大腸がんは年間約13万人が発症、約5万人が死亡する日本人に一番多いがんだ。大腸がんが恐ろしいのは再発率が高いからだが、国立がん研究センターが再発の原因となる「がん幹細胞」の働きを抑える物質を作製に成功し、医学誌「ネイチャー・コミュニケーションズ」(電子版)の2016年8月26日号に発表した。

大腸がんの新たな治療薬として数年後の実用化を目指す。

がん幹細胞は「がんの親玉」といわれる細胞だ。通常のがん細胞は抗がん剤で縮小することができるが、がん幹細胞はポンプのようなタンパク質を持ち、抗がん剤を投与しても薬剤を細胞の外に排出してしまう。しかも冬眠したような状態で長期間潜み続けることができる。
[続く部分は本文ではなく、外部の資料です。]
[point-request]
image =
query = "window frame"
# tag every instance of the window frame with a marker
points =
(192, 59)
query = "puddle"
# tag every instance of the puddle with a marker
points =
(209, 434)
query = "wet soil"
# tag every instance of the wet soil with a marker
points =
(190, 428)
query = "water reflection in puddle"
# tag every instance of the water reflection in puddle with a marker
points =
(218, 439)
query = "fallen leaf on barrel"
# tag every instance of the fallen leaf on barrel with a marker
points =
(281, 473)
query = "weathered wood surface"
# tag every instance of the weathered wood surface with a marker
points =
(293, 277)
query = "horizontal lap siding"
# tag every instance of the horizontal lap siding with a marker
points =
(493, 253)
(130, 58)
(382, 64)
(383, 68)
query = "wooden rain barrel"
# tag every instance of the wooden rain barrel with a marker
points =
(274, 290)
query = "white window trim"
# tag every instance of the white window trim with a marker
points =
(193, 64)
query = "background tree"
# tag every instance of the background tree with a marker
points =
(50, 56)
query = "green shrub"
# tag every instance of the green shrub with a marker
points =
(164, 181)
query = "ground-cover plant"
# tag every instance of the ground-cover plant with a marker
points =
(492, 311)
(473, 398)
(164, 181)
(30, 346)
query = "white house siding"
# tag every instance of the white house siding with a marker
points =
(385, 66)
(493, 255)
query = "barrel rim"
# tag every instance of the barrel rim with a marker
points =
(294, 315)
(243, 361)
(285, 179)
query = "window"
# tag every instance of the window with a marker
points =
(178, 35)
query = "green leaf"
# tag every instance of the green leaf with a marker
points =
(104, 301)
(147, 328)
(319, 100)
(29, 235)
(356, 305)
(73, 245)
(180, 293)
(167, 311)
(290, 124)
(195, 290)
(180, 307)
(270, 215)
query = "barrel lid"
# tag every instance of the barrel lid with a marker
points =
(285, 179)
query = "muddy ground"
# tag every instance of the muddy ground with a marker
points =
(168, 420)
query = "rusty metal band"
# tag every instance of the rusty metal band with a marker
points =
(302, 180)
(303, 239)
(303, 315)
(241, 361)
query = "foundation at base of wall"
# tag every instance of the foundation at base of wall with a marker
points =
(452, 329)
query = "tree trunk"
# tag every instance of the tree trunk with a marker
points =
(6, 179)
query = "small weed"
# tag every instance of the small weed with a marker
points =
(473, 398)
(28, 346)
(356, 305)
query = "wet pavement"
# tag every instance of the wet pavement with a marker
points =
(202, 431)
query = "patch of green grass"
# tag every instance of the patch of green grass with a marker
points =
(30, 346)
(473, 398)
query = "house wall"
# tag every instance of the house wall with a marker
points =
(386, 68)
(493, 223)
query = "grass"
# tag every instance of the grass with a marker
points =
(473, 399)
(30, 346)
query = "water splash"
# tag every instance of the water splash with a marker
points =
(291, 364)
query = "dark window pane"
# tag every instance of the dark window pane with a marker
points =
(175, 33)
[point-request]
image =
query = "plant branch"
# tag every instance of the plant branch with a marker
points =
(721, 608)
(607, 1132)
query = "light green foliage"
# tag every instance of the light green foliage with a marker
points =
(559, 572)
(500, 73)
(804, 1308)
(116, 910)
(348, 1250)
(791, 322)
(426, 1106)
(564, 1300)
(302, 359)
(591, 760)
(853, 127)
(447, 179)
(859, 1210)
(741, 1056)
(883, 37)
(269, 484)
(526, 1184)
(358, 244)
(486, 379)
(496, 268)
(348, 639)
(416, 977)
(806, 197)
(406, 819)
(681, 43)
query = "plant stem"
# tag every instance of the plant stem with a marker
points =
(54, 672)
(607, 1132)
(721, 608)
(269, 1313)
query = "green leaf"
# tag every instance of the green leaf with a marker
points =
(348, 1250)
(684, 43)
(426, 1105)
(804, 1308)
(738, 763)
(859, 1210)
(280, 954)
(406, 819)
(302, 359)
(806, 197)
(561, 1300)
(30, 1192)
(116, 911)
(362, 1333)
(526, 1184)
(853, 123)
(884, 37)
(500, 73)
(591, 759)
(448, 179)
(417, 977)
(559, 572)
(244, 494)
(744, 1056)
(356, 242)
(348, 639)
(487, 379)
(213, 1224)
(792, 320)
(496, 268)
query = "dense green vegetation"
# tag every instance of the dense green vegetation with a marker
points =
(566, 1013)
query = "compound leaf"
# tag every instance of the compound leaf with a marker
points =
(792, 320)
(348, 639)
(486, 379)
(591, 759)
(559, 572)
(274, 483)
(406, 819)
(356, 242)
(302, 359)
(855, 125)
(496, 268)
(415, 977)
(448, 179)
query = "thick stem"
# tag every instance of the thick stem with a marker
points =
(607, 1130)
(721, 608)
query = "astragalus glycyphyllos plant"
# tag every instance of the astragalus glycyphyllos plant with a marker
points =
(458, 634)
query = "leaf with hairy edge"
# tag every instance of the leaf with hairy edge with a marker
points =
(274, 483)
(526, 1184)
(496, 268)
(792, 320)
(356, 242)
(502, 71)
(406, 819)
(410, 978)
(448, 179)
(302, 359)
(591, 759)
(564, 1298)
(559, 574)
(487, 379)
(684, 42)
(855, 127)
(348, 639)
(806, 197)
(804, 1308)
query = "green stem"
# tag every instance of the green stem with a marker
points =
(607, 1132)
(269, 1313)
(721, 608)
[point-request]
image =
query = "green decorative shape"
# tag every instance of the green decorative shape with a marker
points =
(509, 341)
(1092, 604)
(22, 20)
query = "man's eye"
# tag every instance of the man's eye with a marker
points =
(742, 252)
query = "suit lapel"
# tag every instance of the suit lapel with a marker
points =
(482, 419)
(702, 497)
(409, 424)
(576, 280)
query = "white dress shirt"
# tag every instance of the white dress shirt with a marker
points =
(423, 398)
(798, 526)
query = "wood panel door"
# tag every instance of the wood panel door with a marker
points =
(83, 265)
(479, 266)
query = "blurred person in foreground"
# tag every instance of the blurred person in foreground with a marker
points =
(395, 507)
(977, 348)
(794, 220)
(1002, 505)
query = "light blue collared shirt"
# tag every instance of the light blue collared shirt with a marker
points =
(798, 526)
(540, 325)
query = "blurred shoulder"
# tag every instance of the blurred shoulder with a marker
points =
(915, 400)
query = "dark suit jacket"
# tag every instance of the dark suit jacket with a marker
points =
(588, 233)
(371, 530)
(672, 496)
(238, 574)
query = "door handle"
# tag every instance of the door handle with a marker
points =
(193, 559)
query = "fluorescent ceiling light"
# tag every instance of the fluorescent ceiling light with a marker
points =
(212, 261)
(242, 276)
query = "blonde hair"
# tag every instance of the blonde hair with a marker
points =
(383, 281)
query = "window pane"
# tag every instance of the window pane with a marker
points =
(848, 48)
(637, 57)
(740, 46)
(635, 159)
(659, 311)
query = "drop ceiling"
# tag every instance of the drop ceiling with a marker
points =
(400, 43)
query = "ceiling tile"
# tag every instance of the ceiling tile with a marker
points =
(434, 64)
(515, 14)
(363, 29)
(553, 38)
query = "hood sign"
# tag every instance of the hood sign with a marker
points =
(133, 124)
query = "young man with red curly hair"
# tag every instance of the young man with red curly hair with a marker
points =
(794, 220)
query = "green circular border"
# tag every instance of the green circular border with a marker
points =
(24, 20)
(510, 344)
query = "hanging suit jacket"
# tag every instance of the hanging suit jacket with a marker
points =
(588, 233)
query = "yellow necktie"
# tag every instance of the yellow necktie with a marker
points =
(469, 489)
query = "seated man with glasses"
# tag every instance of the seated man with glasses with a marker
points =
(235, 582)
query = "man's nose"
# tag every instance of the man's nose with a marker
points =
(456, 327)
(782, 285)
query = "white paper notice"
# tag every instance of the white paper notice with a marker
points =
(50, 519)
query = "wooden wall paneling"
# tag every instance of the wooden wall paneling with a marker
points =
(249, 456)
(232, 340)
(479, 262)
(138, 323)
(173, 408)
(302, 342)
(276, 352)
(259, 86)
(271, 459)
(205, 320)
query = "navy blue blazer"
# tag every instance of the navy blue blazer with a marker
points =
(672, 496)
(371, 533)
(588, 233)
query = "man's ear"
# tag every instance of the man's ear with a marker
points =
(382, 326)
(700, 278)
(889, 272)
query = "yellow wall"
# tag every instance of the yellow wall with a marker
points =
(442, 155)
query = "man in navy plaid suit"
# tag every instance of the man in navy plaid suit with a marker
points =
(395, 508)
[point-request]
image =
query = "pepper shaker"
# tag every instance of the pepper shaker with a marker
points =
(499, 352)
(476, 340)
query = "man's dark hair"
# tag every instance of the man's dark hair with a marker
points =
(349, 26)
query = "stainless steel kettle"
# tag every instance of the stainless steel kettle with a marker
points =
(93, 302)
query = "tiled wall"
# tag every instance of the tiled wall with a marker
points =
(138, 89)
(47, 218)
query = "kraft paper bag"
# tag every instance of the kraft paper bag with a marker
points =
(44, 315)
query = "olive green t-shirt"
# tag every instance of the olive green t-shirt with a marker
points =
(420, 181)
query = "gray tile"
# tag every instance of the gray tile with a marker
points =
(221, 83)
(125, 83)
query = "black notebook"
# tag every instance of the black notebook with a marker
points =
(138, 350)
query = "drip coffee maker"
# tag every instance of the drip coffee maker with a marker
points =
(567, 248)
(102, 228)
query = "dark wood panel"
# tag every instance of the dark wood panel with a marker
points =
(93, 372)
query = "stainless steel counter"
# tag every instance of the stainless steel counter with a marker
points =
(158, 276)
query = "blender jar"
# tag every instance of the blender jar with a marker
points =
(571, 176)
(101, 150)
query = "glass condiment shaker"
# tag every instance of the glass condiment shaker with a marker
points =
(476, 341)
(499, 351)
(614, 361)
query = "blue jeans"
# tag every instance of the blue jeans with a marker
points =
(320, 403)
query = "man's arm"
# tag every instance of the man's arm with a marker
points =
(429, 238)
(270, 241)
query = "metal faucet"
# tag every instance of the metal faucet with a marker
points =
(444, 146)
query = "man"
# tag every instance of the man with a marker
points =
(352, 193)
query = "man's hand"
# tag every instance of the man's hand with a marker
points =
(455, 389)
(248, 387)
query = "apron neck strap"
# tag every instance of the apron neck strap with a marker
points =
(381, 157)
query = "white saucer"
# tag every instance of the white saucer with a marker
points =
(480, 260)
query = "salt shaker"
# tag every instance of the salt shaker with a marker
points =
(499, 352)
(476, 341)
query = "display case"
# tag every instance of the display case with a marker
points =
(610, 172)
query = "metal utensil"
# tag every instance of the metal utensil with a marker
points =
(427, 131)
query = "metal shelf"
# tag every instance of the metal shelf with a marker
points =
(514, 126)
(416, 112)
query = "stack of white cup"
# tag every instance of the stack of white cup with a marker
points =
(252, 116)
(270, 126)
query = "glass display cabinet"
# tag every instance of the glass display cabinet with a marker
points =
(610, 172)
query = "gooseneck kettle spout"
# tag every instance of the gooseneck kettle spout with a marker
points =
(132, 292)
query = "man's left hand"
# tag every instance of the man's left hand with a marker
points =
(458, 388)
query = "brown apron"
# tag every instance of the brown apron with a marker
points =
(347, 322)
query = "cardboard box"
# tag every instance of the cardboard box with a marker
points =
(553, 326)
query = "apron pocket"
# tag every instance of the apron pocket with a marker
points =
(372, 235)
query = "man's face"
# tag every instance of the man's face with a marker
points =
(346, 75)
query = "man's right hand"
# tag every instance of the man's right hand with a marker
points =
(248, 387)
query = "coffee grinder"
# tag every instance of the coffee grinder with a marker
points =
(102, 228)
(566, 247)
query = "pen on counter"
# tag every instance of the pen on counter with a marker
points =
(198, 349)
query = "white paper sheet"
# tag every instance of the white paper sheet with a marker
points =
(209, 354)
大腸がんは、再発・転移した場合の5年生存率が約15%と低いのは、従来の抗がん剤ではがん幹細胞を根絶することが難しく、生き残ってしまうからだ。

このがん幹細胞の発生には特定の酵素が作用することがわかっていた。研究チームは、この酵素の働きを阻止する新しい化合物の作製に成功、人間の大腸がんの細胞を移植したマウスに化合物を飲ませたところ、高い確率でがん幹細胞の増殖を抑えられた。